As many of my readers may remember, I'm writing an historical fiction trilogy based on the happenings in and around the Westcliffe–Canon City, Colorado area between the mid 1870s to mid 1880s. Initially, I'd scheduled the first part of the story, Rebellion in the Valley, to be followed by Anticipation in the Valley within 6 months.

That didn't happen.

After a series of weird events that decided to go wrong for me last year, including the fizzling out of my laptop and losing a couple other manuscripts, my writing suffered in general and it took me a minute to catch up again.

As of today, however, Anticipation in the Valley boasts 7 written chapters with a handful more outlined. Delivering the complete story has been marked on my calendar for June 10th.

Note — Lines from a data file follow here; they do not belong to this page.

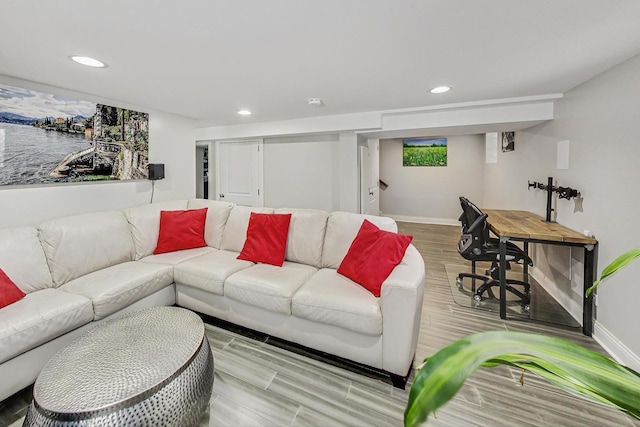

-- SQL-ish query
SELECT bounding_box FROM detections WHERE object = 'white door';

[216,140,263,206]
[360,145,378,215]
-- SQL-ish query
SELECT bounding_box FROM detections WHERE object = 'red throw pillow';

[0,269,26,309]
[237,213,292,266]
[337,219,413,297]
[154,208,208,254]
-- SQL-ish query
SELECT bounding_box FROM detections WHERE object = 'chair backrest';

[457,197,490,260]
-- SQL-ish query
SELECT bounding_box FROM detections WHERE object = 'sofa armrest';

[379,244,425,376]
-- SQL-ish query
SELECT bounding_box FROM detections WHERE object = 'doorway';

[195,145,209,199]
[215,139,263,206]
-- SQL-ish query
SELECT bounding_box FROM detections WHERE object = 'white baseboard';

[383,214,459,226]
[530,267,583,325]
[593,321,640,373]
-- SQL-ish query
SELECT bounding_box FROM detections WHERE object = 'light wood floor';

[1,223,638,426]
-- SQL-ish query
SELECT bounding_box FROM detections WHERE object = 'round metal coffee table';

[24,306,213,426]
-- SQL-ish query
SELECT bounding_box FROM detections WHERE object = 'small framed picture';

[501,132,515,152]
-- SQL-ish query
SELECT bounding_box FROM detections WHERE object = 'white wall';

[263,134,339,211]
[379,134,485,223]
[483,53,640,366]
[0,75,195,228]
[338,132,359,213]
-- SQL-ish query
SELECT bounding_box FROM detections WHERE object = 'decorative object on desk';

[404,248,640,427]
[0,83,150,186]
[527,176,580,222]
[501,131,515,152]
[402,138,447,166]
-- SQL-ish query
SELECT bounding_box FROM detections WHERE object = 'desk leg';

[523,241,529,282]
[499,237,508,320]
[583,243,598,336]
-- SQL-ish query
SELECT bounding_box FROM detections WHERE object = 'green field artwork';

[402,138,447,166]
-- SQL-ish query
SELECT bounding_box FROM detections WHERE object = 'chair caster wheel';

[473,294,482,302]
[522,304,530,312]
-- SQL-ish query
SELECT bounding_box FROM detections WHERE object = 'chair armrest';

[379,244,425,376]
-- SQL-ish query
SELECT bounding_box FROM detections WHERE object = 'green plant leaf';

[404,331,640,427]
[586,246,640,297]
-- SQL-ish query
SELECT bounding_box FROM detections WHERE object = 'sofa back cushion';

[0,226,54,293]
[275,208,329,268]
[39,211,135,286]
[321,211,398,269]
[220,206,274,253]
[124,200,189,260]
[187,199,234,249]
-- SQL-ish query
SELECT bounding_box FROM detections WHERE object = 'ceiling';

[2,1,640,128]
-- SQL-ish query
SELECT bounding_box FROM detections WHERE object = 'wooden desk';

[483,209,598,336]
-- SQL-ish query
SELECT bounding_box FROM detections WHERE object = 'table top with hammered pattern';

[33,306,205,413]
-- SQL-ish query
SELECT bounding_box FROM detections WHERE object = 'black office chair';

[456,197,533,310]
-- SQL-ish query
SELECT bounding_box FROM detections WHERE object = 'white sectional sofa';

[0,199,425,402]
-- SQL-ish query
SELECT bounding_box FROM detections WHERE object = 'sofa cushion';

[0,226,53,293]
[321,212,398,269]
[0,288,93,364]
[237,213,292,266]
[338,220,413,297]
[174,250,254,295]
[292,268,382,336]
[39,211,136,287]
[0,269,26,308]
[154,208,208,254]
[275,208,329,268]
[140,247,214,266]
[59,262,173,320]
[220,206,274,253]
[187,199,235,249]
[124,200,189,260]
[225,262,317,315]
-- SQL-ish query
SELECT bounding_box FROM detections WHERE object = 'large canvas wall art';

[0,83,149,186]
[402,137,447,166]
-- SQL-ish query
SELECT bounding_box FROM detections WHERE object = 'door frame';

[214,138,264,207]
[359,143,378,215]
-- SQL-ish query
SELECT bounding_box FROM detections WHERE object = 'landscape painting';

[0,83,149,186]
[402,137,447,166]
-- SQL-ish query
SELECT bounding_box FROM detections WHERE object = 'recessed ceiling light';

[70,56,107,68]
[237,110,251,116]
[430,86,451,94]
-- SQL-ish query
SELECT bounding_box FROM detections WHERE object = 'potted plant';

[405,246,640,427]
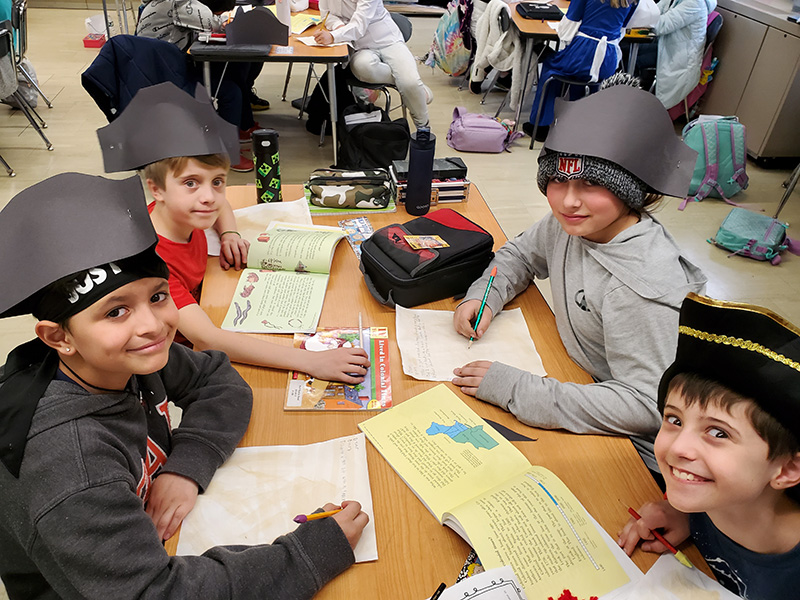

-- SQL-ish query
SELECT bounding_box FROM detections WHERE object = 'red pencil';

[628,507,693,568]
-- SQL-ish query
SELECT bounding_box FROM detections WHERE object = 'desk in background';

[189,15,348,164]
[167,184,709,598]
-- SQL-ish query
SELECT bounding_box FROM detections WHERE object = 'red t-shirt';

[148,203,207,310]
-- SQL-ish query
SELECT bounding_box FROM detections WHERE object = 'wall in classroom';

[702,0,800,159]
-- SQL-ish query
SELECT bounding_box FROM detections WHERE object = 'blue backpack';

[680,116,749,210]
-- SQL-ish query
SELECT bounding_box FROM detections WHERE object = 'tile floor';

[0,9,798,595]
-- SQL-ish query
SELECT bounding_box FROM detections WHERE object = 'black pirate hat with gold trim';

[659,293,800,441]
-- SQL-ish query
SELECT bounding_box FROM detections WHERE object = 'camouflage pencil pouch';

[305,168,395,210]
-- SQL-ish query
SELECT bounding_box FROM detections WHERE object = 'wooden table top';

[166,184,709,596]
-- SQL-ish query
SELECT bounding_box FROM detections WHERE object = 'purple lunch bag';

[446,106,522,153]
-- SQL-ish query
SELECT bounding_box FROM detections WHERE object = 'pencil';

[429,582,446,600]
[627,507,693,569]
[320,11,329,29]
[359,311,365,350]
[468,266,497,349]
[293,508,343,523]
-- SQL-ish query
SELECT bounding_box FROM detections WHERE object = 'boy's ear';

[146,178,165,202]
[35,320,74,356]
[771,453,800,491]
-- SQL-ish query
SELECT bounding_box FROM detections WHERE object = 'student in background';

[522,0,636,141]
[97,83,370,384]
[0,173,368,599]
[618,293,800,599]
[136,0,269,172]
[452,81,706,476]
[313,0,433,129]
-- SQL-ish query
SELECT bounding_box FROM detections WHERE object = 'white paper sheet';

[296,35,348,46]
[599,554,742,600]
[395,306,547,381]
[176,433,377,562]
[432,566,529,600]
[205,197,312,255]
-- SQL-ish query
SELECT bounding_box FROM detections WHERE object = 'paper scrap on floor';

[206,197,312,255]
[176,433,377,563]
[598,553,741,599]
[395,306,546,381]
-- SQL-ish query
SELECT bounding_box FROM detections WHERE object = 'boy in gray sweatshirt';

[0,174,367,600]
[453,83,707,473]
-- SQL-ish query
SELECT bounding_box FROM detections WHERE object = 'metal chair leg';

[14,91,53,150]
[480,69,500,105]
[18,63,51,108]
[0,152,15,176]
[775,161,800,219]
[282,63,293,101]
[299,63,316,119]
[529,77,555,150]
[16,90,46,128]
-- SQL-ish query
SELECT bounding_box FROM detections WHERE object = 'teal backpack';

[680,116,749,210]
[709,207,799,265]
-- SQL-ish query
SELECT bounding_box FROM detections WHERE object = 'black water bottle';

[252,128,282,202]
[405,127,436,216]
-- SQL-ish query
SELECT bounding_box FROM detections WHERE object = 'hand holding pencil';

[294,501,369,551]
[617,500,692,566]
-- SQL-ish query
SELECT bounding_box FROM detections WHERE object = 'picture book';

[285,326,392,411]
[359,385,642,599]
[175,433,378,563]
[221,222,345,334]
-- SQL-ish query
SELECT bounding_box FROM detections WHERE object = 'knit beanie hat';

[537,151,649,210]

The research for these three stories, and doing my best to connect them all together, has been both frustrating at times and loads of fun. I've learned many facts about the basic way of life during this period, and I've taken extensive notes in order to help fund my brain for not only the last part of these stories, but other books I may write in the future.

Some days end with a high word count, other days … not so much. Yesterday's goal was simply to reach the 500-word mark so I could feel Jeff Goins figuratively pat me on the back. The day actually ended with a word count of 597.

Half of yesterday's writing session filled itself with research; if I'm going to write about crayons, for instance, I better know a lot about crayons! While I always encourage correction and calling my attention to goofs (surprise: I'm not perfect), if I goofed up on a huge scale, it would probably mortify me. So I hit the books and scour the net for pieces of information that to many people, are inconsequential.

Is it a waste of time which could otherwise be spent in actual writing? I don't think so. Any time we feed the mind with practical, clean, useful or factual information, is (in my opinion) not a waste of time.

So that's it for this week, and thanks for hanging in there with me, everyone!